The trade, the private owners say, will be closely monitored via DNA samples on databases, and all involved will need permits. Jones adds that security points will stop the horns leaking out of the country and onto the international market, while buyers will be subject to stockpile audits to ensure everything is above board.

For organisations such as Save the Rhino, here is where the issue lies. Such extensive controls and legislation fall out of the hands of rhino owners, and are under the jurisdiction of the government and law enforcement agencies, where the appropriate procedures will take time to be installed, and extensive resources to be monitored.

“In principle, we would not have objection to trade,” says Cathy Dean, Save the Rhino’s chief executive. “Our concern is that the right conditions are not in place to make sure that it is done properly.”

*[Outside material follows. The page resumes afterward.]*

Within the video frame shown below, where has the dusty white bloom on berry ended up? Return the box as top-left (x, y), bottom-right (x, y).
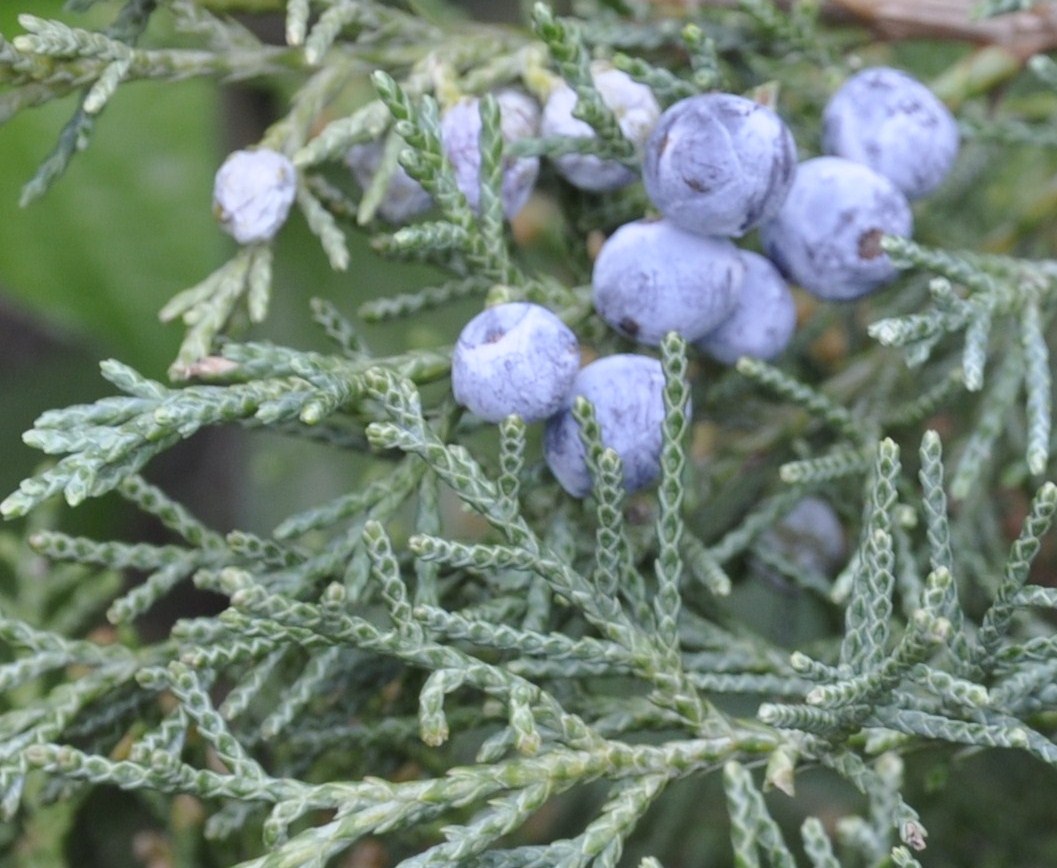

Wardens help a rhino in Kenya - Credit: REUTERS/Thomas Mukoya
Wardens help a rhino in Kenya Credit: REUTERS/Thomas Mukoya

Another issue is exactly who will be buying the rhino horn. The domestic market is limited in comparison to the international demand, so it is expected that buyers will be speculators with hopes that international trade is soon permitted.

For anyone with the ambition of cashing in, that is surely the ultimate goal. In a number of ways, the legalisation of domestic trade in South Africa is therefore a trial. But if it were to go wrong, the consequences are potentially dreadful.

“I expect there will be loopholes in the system that will be exploited,” Dean says. “If that happens then it is going to be an own goal, and they [the private traders] will have shot themselves in the foot, because it will push back any chance of getting an international trade proposal through.”

If it does collapse, then there is a good chance that the incentive to maintain and, crucially, protect the species might collapse with it. As Jones says, looking after rhino is an expensive business, and it has cost private owners billions of rand.

The fear, then, is that with no possible return on that investment, the species will simply be too expensive to protect. And if that is the case, it will be the rhinos who pay the ultimate price.